（测试版）BERT 上的动态量化¶

创建时间： 2019-12-06 |上次更新时间：2024 年 8 月 29 日 |上次验证： Nov 05， 2024

提示

为了充分利用本教程，我们建议使用此 Colab 版本。这将允许您试验下面提供的信息。

作者： Jianyu Huang

测评者： Raghuraman Krishnamoorthi

编辑：Jessica Lin

介绍¶

在本教程中，我们将在 BERT 上应用动态量化模型，紧随 HuggingFace 的 BERT 模型变压器示例。通过此分步旅程，我们想演示如何将 BERT 等众所周知的先进模型转换为动态模型量化模型。

BERT 或 Bidirectional Embedding Representations from Transformers，是一种预训练语言表示的新方法，它在许多常用的自然语言处理（NLP）任务，例如问答、文本分类等。原始论文可以在这里找到。
PyTorch 中的动态量化支持将浮点模型转换为具有静态 int8 或 float16 数据类型的量化模型，用于 WEIGHTS 和 Dynamic Quantization 的 Activation。激活当权重为量化为 int8。在 PyTorch 中，我们有 torch.quantization.quantize_dynamic API，它将指定的模块替换为仅动态权重量化版本并输出量化模型。
我们在一般语言理解评估基准（GLUE）中演示了 Microsoft Research Paraphrase Corpus （MRPC）任务的准确性和推理性能结果。MRPC（Dolan 和 Brockett，2005 年）是从在线新闻中自动提取的句子对语料库 sources 的 Sources 中，并带有对句子是否对在语义上是等效的。由于职业不平衡（68%）阳性，32% 阴性），我们遵循常见做法并报告 F1 评分。 MRPC 是语言对分类的常见 NLP 任务，如图所示下面。

1. 设置¶

1.1 安装 PyTorch 和 HuggingFace 变压器¶

要开始本教程，我们首先按照安装说明进行作在 PyTorch 中这里和 HuggingFace Github Repo 中这里。此外，我们还安装了 scikit-learn 包，因为我们将重用它的内置 F1 分数计算辅助函数。

pip install sklearn
pip install transformers==4.29.2

因为我们将使用 PyTorch 的 beta 部分，所以它是建议安装最新版本的 Torch 和 TorchVision。
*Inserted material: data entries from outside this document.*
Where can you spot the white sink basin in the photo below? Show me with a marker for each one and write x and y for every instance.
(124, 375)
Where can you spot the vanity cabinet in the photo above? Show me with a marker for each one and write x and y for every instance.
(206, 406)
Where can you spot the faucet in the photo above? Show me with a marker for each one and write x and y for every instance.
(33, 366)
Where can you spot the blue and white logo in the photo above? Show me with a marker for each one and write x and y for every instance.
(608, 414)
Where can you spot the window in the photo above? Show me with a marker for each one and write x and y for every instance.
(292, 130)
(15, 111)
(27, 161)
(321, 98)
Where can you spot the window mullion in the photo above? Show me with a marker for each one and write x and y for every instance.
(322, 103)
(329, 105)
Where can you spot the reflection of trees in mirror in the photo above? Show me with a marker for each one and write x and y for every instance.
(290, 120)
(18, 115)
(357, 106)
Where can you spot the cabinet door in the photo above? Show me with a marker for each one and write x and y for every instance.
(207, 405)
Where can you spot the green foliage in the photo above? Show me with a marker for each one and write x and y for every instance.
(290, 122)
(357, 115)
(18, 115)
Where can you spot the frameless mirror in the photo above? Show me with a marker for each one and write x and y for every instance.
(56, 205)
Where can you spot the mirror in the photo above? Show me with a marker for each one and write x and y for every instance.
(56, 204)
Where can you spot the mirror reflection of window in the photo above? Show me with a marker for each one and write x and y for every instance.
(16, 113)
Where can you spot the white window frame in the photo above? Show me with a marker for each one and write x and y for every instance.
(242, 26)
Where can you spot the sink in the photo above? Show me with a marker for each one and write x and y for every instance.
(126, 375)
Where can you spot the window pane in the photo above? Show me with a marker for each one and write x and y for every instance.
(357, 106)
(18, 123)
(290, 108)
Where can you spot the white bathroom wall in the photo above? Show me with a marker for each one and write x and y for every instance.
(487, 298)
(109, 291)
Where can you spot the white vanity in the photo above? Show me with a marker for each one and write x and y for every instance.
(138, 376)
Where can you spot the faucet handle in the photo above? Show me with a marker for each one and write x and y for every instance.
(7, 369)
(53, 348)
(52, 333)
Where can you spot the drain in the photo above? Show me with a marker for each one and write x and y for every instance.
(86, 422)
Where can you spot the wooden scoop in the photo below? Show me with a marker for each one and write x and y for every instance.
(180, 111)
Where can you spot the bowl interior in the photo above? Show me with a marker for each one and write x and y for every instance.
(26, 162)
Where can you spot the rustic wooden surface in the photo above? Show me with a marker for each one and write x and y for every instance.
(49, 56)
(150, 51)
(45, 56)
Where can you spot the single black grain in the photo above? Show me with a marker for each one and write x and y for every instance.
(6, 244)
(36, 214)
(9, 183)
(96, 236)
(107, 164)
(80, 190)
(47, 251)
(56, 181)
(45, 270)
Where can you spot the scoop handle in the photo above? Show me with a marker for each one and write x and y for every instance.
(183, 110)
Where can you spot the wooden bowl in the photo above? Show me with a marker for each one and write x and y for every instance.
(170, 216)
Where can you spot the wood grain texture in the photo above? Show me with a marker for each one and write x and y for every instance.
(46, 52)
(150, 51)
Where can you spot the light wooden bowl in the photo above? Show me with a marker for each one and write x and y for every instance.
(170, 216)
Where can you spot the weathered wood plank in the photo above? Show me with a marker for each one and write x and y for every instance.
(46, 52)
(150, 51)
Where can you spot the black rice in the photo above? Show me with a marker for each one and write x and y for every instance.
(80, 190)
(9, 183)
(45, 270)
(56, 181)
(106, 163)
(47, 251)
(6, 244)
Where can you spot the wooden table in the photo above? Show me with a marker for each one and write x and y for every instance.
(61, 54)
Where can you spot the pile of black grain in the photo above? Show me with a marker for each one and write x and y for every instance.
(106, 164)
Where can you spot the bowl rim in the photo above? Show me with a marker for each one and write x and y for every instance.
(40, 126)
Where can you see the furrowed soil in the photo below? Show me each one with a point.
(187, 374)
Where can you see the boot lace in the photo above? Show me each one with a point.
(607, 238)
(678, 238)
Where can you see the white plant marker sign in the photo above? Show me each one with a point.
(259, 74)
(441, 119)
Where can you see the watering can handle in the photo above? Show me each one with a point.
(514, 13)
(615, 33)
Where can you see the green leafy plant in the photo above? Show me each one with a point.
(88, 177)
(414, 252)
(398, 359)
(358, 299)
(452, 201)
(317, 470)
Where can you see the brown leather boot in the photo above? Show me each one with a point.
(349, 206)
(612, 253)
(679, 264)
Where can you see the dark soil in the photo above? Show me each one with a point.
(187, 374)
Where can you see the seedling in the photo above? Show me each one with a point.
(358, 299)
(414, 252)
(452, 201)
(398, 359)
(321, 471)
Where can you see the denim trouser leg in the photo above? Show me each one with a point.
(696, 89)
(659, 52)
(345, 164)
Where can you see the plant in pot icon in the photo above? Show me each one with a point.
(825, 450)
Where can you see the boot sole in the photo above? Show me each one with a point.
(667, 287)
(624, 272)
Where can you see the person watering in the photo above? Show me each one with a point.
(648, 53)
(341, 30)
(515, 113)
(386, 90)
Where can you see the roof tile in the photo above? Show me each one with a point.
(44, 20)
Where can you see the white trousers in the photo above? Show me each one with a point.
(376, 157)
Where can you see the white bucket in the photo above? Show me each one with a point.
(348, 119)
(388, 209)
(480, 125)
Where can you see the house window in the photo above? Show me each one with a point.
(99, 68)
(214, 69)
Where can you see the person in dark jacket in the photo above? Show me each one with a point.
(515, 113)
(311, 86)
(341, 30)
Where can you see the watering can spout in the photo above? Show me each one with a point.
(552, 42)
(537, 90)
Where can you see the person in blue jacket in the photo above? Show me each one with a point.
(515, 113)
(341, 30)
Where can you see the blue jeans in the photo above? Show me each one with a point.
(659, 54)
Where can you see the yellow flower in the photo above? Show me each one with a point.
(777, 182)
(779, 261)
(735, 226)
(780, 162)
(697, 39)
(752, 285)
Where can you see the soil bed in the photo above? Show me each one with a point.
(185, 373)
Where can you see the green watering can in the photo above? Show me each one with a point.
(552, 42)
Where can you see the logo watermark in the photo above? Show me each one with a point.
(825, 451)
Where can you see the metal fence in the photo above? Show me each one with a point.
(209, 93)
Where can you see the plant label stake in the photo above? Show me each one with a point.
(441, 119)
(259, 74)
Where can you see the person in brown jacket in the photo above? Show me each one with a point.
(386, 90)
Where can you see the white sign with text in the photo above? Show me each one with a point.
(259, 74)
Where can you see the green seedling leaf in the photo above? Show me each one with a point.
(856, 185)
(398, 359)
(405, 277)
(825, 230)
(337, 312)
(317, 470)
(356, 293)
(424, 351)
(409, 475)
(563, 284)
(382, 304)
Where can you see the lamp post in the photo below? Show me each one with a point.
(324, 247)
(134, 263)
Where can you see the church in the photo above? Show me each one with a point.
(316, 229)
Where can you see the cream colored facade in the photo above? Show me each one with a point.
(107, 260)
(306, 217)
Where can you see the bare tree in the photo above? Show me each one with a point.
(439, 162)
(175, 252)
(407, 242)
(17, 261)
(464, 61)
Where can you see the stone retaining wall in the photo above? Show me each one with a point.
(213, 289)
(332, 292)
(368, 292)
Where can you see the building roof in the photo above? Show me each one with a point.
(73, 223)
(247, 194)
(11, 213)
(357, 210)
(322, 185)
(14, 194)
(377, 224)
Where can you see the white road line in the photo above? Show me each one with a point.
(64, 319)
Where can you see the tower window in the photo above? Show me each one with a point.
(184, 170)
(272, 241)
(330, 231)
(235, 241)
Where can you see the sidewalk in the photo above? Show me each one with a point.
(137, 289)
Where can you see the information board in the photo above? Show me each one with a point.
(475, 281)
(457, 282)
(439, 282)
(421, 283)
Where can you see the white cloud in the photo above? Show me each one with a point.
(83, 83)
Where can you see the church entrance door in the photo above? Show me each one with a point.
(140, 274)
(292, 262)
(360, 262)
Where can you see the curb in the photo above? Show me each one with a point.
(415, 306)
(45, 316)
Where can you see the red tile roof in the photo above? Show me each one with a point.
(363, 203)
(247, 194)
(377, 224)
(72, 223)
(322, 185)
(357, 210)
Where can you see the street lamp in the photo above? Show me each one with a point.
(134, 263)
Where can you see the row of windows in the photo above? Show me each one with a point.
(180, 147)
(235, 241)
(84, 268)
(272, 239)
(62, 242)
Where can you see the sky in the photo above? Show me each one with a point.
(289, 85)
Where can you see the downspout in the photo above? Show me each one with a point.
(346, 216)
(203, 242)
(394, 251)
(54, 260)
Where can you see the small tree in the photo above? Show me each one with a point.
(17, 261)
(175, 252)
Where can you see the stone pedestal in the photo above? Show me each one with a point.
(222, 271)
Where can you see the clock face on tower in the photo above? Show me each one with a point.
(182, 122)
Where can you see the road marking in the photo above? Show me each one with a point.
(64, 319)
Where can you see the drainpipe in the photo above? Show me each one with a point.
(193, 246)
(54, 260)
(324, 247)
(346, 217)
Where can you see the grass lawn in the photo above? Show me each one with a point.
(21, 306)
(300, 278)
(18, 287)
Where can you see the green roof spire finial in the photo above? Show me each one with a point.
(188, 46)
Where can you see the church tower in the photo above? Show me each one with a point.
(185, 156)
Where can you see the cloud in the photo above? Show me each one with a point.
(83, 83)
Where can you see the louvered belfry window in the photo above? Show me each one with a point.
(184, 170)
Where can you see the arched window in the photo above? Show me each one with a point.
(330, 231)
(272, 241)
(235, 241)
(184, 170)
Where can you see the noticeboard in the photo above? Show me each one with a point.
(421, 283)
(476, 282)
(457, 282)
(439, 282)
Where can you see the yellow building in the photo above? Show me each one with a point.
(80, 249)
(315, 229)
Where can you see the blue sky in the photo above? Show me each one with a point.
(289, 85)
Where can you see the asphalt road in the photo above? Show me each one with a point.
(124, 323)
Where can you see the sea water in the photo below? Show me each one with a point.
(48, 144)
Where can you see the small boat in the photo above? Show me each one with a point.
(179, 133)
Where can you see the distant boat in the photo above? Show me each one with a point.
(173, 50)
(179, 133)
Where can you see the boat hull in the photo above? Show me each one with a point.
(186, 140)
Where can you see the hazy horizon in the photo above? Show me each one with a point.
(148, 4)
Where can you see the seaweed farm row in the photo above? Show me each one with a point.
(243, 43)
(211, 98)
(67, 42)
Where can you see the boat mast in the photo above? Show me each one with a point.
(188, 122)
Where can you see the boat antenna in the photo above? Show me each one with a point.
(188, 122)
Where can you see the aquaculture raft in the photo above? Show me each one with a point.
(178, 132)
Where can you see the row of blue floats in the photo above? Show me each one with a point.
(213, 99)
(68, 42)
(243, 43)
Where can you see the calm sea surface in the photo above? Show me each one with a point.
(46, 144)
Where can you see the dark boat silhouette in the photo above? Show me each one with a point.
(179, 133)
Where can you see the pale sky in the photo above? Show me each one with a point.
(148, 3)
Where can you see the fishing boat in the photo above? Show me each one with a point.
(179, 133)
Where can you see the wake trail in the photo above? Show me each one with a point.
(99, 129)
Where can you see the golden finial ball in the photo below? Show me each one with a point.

你可以在此处找到有关本地安装的最新说明。例如，要在苹果电脑：

yes y | pip uninstall torch torchvision
yes y | pip install --pre torch -f https://download.pytorch.org/whl/nightly/cu101/torch_nightly.html

1.2 导入必要的模块¶

在此步骤中，我们将导入本教程所需的 Python 模块。

import logging
import numpy as np
import os
import random
import sys
import time
import torch

from argparse import Namespace
from torch.utils.data import (DataLoader, RandomSampler, SequentialSampler,
                              TensorDataset)
from tqdm import tqdm
from transformers import (BertConfig, BertForSequenceClassification, BertTokenizer,)
from transformers import glue_compute_metrics as compute_metrics
from transformers import glue_output_modes as output_modes
from transformers import glue_processors as processors
from transformers import glue_convert_examples_to_features as convert_examples_to_features

# Setup logging
logger = logging.getLogger(__name__)
logging.basicConfig(format = '%(asctime)s - %(levelname)s - %(name)s -   %(message)s',
                    datefmt = '%m/%d/%Y %H:%M:%S',
                    level = logging.WARN)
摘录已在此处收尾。